We've been feeding a 'feral' calico off the back porch. Recently, she comes to sit by the back door, makes little sounds, seems to want to join the family. Trouble is, two other rescued female cats are already in our tiny house, and one of them is pretty territorial. We're sad we can't take her in, with winter on the horizon. We've been talking about setting up a shelter on the porch. No ideal solution is evident. Has anyone dealt with this before?


----------



## Mosi (May 17, 2021)

I bet a lot of people have. Almost anyone who has fed ferals has had this experience.

You can make a nice cat house on your porch, and she will use it. Blankets she can crawl into, maybe even put a hot water bottle in there for a little while to warm it up ahead of time.
If you insulate the cat house it will keep her warm enough unless you have very bitterly cold winters where you live.

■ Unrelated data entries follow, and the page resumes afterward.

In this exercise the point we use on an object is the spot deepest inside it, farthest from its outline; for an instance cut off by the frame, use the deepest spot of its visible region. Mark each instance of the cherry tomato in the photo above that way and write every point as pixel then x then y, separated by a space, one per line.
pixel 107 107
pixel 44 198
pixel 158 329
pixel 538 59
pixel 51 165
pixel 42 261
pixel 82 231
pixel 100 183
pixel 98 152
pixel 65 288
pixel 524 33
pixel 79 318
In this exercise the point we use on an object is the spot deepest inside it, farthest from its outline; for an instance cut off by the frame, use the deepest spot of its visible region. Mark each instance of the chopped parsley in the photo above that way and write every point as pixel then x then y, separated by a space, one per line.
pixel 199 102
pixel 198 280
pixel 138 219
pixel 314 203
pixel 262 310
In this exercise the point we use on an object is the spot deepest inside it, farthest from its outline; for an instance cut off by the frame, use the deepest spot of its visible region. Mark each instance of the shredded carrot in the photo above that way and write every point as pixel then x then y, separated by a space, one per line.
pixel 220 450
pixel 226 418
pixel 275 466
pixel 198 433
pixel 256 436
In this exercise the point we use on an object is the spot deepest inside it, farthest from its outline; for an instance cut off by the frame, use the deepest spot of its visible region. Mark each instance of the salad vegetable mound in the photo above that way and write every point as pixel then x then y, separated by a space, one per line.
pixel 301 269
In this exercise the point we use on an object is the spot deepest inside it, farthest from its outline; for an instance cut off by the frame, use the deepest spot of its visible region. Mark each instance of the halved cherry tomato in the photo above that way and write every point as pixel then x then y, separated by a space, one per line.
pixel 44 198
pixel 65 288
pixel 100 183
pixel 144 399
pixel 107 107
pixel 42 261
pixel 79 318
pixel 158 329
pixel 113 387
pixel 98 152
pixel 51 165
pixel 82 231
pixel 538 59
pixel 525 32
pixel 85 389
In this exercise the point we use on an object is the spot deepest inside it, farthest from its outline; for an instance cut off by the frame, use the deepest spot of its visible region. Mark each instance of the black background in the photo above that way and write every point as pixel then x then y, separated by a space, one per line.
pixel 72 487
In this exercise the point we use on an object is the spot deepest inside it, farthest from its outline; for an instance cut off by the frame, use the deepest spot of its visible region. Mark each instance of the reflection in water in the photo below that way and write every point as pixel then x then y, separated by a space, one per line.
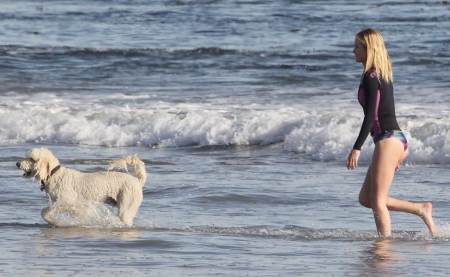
pixel 382 258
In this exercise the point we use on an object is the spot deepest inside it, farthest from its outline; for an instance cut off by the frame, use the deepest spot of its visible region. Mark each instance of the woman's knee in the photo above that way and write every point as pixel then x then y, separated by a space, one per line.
pixel 364 201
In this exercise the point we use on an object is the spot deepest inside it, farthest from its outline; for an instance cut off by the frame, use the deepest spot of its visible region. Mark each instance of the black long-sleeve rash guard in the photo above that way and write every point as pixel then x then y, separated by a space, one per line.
pixel 376 96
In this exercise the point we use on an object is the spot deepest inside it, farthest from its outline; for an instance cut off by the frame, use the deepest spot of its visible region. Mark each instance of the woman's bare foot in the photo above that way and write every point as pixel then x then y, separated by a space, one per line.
pixel 426 214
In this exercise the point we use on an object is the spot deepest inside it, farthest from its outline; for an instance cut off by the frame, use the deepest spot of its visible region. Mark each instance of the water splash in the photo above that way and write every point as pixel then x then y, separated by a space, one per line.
pixel 80 213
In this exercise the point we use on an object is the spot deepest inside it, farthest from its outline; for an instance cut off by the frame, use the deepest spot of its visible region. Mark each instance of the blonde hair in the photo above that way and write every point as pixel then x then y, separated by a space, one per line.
pixel 377 55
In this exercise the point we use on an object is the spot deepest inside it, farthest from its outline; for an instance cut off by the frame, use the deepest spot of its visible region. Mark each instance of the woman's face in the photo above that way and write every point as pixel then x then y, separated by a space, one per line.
pixel 360 52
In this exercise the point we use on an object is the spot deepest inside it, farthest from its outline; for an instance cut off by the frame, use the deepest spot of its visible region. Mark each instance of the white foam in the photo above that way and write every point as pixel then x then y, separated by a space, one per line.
pixel 325 133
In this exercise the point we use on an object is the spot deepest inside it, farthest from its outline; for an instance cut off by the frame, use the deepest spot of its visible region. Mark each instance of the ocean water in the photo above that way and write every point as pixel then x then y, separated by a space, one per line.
pixel 244 113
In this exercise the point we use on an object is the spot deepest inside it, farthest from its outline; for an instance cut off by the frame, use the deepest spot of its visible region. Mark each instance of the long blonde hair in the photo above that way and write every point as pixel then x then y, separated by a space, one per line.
pixel 377 55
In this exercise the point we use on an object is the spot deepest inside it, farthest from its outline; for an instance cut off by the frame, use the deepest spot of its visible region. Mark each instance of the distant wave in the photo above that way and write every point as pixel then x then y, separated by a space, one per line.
pixel 321 135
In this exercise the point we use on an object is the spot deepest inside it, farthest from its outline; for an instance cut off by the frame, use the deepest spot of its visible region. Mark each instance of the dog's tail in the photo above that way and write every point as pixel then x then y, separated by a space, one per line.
pixel 133 160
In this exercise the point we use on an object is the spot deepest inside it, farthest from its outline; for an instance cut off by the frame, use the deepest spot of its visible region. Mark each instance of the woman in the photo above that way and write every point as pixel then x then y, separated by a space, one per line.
pixel 376 96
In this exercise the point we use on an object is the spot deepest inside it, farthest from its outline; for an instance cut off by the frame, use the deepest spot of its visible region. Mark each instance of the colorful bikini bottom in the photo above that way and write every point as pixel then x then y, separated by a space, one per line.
pixel 389 134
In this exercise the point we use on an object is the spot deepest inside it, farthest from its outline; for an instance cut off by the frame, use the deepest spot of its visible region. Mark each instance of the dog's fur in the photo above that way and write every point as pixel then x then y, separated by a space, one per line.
pixel 115 188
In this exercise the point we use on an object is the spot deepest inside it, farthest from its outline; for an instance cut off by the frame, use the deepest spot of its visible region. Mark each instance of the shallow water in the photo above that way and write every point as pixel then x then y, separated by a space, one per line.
pixel 243 112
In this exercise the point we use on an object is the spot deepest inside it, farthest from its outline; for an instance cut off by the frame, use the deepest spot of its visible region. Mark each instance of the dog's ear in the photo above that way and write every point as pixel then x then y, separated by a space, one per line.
pixel 45 162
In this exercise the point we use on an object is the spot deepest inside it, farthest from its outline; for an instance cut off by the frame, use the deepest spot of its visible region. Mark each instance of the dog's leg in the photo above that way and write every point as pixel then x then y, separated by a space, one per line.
pixel 128 207
pixel 45 213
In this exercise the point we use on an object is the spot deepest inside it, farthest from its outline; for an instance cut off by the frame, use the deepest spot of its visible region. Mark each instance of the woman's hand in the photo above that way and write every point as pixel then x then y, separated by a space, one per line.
pixel 352 161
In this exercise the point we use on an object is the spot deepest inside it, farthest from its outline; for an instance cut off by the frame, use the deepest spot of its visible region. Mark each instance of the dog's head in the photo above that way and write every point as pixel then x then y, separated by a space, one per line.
pixel 39 163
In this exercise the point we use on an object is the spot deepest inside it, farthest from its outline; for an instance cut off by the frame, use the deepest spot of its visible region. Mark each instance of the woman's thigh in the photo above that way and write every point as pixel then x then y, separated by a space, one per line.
pixel 386 156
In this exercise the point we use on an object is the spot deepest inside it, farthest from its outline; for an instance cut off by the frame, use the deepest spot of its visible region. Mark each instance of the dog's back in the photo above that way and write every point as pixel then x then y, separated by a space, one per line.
pixel 133 160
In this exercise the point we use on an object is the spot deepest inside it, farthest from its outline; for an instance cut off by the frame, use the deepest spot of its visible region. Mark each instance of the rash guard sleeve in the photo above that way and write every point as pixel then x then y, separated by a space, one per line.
pixel 369 98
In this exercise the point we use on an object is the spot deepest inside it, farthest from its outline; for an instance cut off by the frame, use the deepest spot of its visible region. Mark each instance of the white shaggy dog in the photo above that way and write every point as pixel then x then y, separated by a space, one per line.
pixel 115 188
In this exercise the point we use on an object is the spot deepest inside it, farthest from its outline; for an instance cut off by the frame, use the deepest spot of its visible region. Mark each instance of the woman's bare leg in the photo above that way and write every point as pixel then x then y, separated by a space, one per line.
pixel 381 172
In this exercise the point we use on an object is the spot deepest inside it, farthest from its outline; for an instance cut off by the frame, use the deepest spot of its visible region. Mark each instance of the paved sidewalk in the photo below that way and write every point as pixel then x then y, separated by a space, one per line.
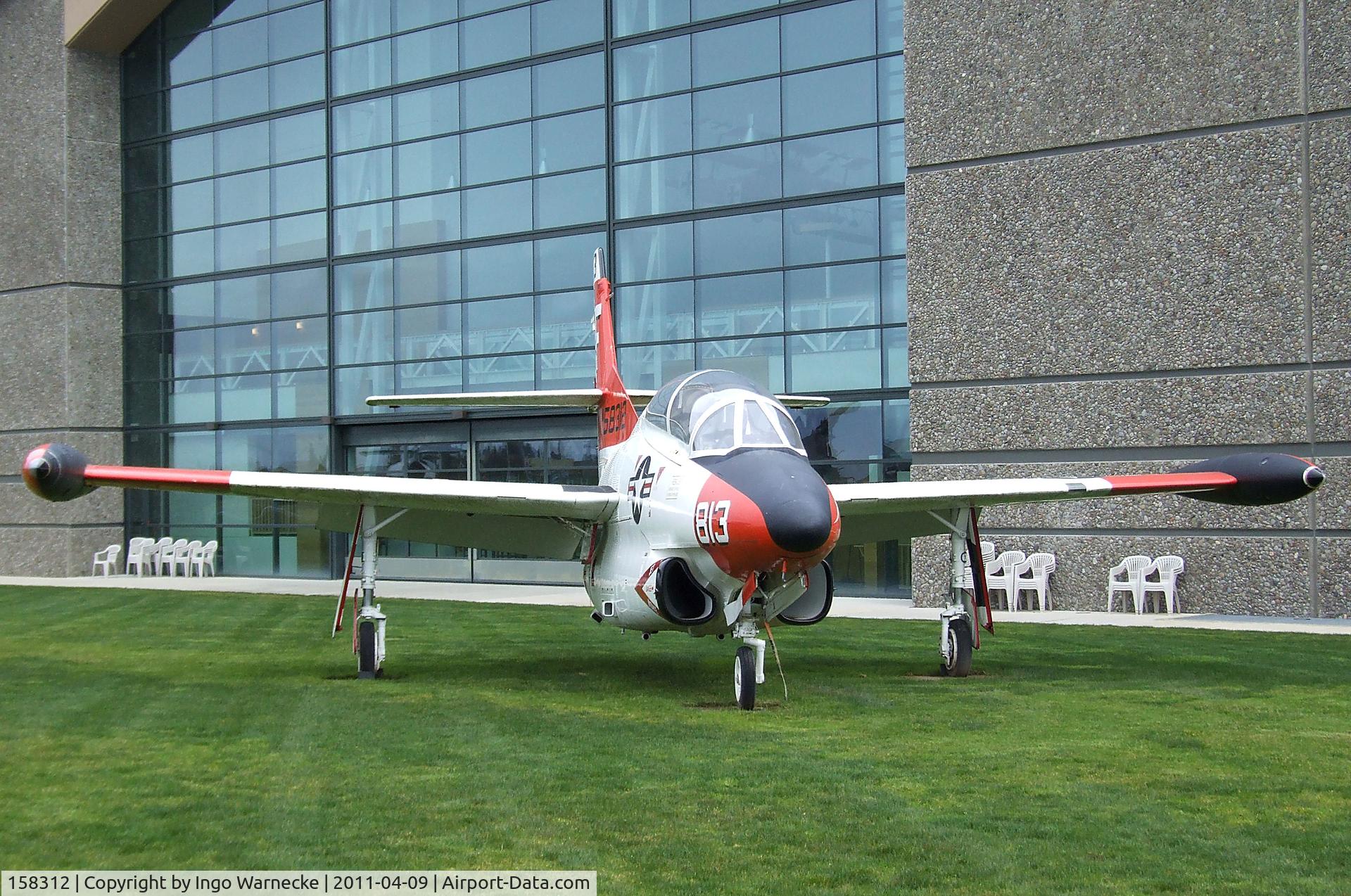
pixel 574 597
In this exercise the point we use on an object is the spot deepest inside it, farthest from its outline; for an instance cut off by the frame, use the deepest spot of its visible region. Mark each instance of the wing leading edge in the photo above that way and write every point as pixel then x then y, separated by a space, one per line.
pixel 877 512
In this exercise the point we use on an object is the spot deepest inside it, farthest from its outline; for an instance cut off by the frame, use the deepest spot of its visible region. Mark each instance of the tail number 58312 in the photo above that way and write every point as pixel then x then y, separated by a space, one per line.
pixel 711 521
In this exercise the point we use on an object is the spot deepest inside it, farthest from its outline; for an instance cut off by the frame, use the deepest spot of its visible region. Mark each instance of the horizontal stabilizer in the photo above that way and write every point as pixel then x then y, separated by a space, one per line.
pixel 545 398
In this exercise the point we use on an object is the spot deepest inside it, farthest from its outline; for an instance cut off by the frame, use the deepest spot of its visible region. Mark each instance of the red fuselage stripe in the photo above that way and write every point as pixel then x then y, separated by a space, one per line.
pixel 1172 482
pixel 176 480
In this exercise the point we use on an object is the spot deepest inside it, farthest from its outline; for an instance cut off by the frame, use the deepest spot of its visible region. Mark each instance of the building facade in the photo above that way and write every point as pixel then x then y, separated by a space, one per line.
pixel 1127 250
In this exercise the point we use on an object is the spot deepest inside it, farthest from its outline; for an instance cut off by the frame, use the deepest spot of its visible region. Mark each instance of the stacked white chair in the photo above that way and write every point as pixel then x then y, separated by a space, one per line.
pixel 107 559
pixel 168 552
pixel 1132 568
pixel 1000 575
pixel 1038 567
pixel 204 559
pixel 1169 567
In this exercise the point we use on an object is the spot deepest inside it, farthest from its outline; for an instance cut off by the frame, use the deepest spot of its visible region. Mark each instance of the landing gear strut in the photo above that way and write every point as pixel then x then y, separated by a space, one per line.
pixel 749 668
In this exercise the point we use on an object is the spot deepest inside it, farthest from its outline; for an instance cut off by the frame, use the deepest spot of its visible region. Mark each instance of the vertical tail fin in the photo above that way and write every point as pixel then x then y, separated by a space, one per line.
pixel 616 416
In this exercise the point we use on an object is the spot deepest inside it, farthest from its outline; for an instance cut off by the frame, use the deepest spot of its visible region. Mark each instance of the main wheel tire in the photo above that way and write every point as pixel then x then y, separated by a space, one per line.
pixel 958 648
pixel 367 651
pixel 743 678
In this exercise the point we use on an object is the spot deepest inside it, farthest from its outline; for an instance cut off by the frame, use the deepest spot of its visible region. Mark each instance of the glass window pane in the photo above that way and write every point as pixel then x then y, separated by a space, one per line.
pixel 571 199
pixel 431 331
pixel 364 285
pixel 635 16
pixel 361 339
pixel 361 124
pixel 830 162
pixel 358 19
pixel 497 154
pixel 732 177
pixel 654 188
pixel 241 95
pixel 361 68
pixel 500 326
pixel 569 142
pixel 737 114
pixel 894 224
pixel 832 232
pixel 361 177
pixel 243 246
pixel 242 148
pixel 427 113
pixel 741 305
pixel 566 23
pixel 496 38
pixel 740 242
pixel 299 188
pixel 830 297
pixel 841 359
pixel 897 345
pixel 894 292
pixel 242 298
pixel 735 53
pixel 830 99
pixel 569 84
pixel 299 238
pixel 760 361
pixel 656 252
pixel 565 320
pixel 298 136
pixel 243 196
pixel 647 69
pixel 656 312
pixel 495 99
pixel 427 279
pixel 891 85
pixel 496 210
pixel 564 262
pixel 849 25
pixel 427 219
pixel 892 138
pixel 353 385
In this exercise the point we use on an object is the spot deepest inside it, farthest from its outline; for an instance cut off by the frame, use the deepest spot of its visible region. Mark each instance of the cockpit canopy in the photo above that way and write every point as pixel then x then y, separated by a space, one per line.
pixel 715 412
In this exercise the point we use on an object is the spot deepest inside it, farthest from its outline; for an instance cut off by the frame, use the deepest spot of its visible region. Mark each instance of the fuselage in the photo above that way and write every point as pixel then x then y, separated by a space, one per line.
pixel 747 525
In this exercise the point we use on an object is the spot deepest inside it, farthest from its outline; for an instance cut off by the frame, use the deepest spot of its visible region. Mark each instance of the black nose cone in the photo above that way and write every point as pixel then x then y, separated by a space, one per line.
pixel 791 496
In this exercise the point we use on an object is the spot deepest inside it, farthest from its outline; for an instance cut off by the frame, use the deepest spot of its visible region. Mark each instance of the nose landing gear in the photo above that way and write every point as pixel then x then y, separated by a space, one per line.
pixel 749 668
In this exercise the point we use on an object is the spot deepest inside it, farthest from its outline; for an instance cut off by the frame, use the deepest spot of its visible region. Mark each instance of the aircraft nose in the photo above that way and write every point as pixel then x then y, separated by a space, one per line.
pixel 791 497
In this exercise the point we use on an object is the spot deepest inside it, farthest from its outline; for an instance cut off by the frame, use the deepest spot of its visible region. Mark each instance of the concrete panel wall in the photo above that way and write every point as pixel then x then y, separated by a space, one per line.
pixel 60 282
pixel 1130 248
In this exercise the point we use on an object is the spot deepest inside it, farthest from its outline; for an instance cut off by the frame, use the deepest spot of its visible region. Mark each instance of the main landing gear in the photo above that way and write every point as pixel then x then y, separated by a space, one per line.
pixel 749 668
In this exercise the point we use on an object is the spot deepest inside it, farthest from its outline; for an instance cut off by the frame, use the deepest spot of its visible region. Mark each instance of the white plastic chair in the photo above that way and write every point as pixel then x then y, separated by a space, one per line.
pixel 1038 567
pixel 183 558
pixel 204 561
pixel 135 555
pixel 107 559
pixel 1134 570
pixel 156 551
pixel 998 575
pixel 987 555
pixel 1169 568
pixel 168 552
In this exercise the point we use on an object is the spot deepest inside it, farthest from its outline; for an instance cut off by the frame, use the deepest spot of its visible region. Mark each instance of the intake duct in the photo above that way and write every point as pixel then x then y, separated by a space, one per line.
pixel 815 603
pixel 680 597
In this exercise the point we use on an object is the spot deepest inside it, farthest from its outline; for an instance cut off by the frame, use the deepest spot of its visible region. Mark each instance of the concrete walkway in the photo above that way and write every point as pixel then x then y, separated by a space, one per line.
pixel 576 597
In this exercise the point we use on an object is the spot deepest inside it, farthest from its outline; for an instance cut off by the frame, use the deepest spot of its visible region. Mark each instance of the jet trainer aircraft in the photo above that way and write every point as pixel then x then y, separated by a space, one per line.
pixel 709 517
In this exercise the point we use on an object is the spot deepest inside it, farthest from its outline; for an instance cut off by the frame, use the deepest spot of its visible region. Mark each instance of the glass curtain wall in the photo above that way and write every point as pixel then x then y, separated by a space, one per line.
pixel 334 199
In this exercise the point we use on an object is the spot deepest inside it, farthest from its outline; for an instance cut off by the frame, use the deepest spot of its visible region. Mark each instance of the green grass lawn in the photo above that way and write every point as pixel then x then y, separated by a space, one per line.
pixel 202 730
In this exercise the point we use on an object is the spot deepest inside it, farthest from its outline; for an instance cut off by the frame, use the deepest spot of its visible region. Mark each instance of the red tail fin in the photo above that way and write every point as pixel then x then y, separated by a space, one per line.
pixel 616 414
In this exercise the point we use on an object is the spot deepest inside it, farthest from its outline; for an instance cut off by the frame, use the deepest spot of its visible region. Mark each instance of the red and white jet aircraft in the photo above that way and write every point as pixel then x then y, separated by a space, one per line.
pixel 709 517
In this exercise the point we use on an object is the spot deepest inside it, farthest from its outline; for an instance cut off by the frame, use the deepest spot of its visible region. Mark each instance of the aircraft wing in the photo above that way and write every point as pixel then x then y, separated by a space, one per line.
pixel 880 512
pixel 543 520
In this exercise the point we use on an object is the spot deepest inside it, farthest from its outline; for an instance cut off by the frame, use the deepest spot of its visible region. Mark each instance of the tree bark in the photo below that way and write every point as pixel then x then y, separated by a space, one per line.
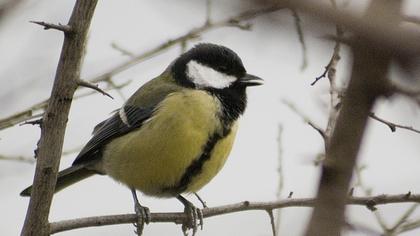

I have a friend who built the cat house under the dryer vent of her house and ran the dryer all night long but that seemed a bit excessive to me.


----------



## Bug861 (Apr 17, 2021)

I had a pregnant feral visit my yard each day for a year. I used a big plastic dog house with the top on. And lined the entire thing with the reflective bubble foil. Then lined the entire thing with cloth. I also put some super soft blankets. And placed a drop cloth over it. She only used it a couple of time. The male cat started to use it, unfortunately he was in a terrible fight and I never saw him again. Now I have one of the kittens (now 4 months old) and he’s sleeping in a pot filled with dirt. So I’m going to empty the dirt and get a blanket. Till he can understand not be scared of the dog house. Mom cat doesn’t come around anymore. You can make something called “jasmine rice bag”. You can use an old socks, fill with jasmine rice, tie the end. Put It in microwave for 2 minutes. Warm up the cats blankets.


----------



## Mosi (May 17, 2021)

Any rice will do for that, actually you can just get the cheapest kind you can find, and don't need to use jasmine rice. Just FYI.


----------